Violence on a Louisiana city street killed one man and injured four others. The Orleans Parish drive-by shooting in February 2011 was followed by a series of events that led to a young man’s arrest and a murder charge. The defendant and two other men allegedly fired shots at a group outside an apartment complex: three men, a woman and a three-month old baby.
Prosecutors believe the targets were the victim who died of multiple gunshot wounds, age 19, a critically-injured man, age 23, and a third man, age 19. The woman and infant apparently were in the wrong place at the wrong time. Prosecutors think the murder was gang related, although did not tie the defendant to any particular gang.

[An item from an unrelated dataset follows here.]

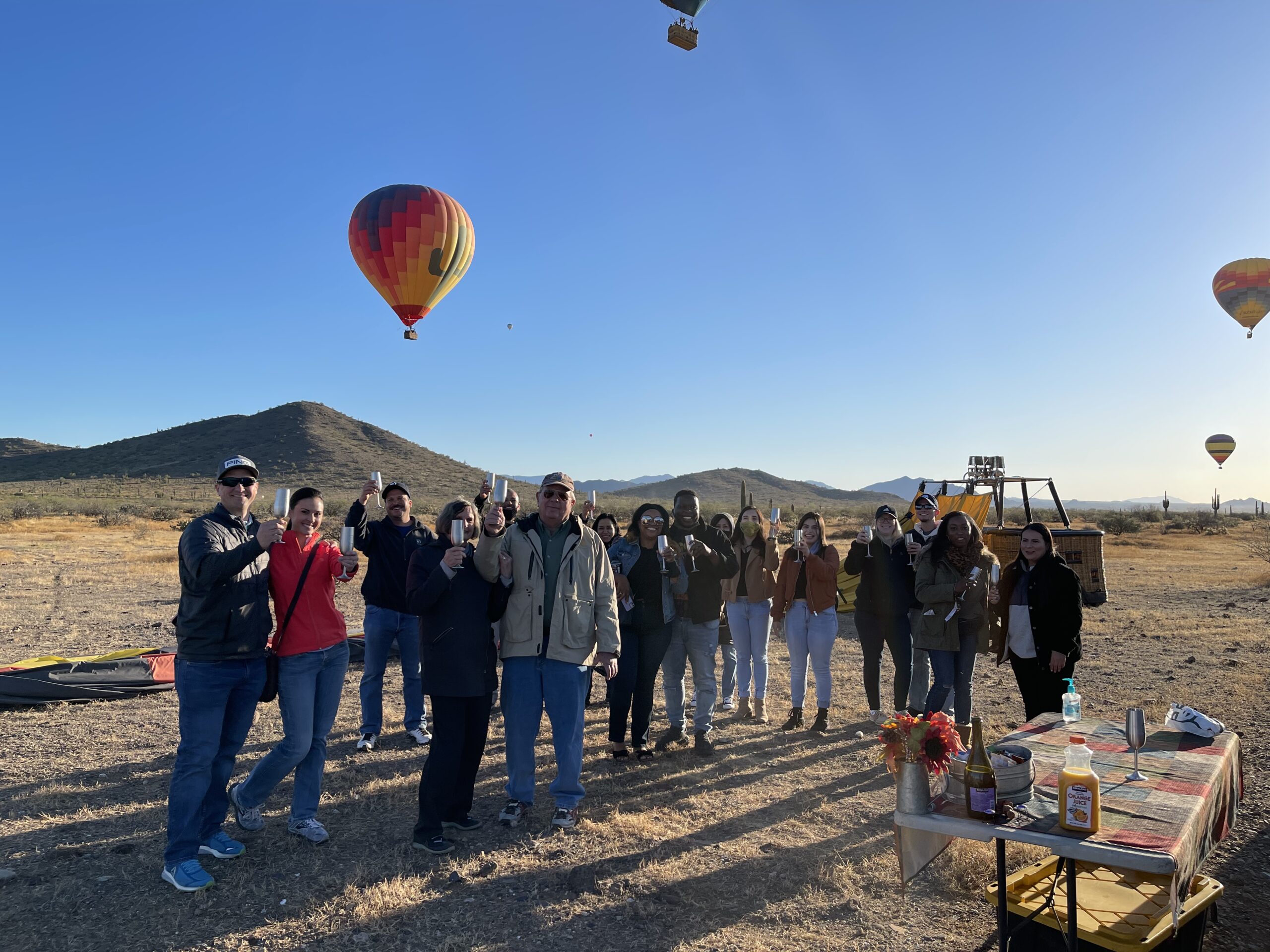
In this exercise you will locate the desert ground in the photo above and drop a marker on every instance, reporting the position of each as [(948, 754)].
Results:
[(779, 842)]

At the recent opening of the second-degree murder trial, the 23-year-old defendant’s lawyer argued the state’s case was based on the testimony of a man who desperately wanted to avoid jail. The only person to link the defendant with the drive-by is facing murder charges in an unrelated case. He took two years to identify the alleged shooter, after initially failing to point him out in a lineup.
The defendant is one of three men believed to have taken part in the 2011 shooting. The other two men were shot and killed in separate gang incidents. The second death took place in June 2012, about eight months before the defendant was arrested.
The young man came to trial with a criminal record. The defendant already had been arrested for simple burglary, illegally carrying weapons, possession of a stolen vehicle and resisting a police officer. A murder conviction could put the 23-year-old man behind bars for the rest of his life.
Evidence from unreliable sources doesn’t support criminal charges. The identity of a killer and intent must be proven beyond a reasonable doubt. Any uncertainty means a jury cannot convict a defendant of a crime.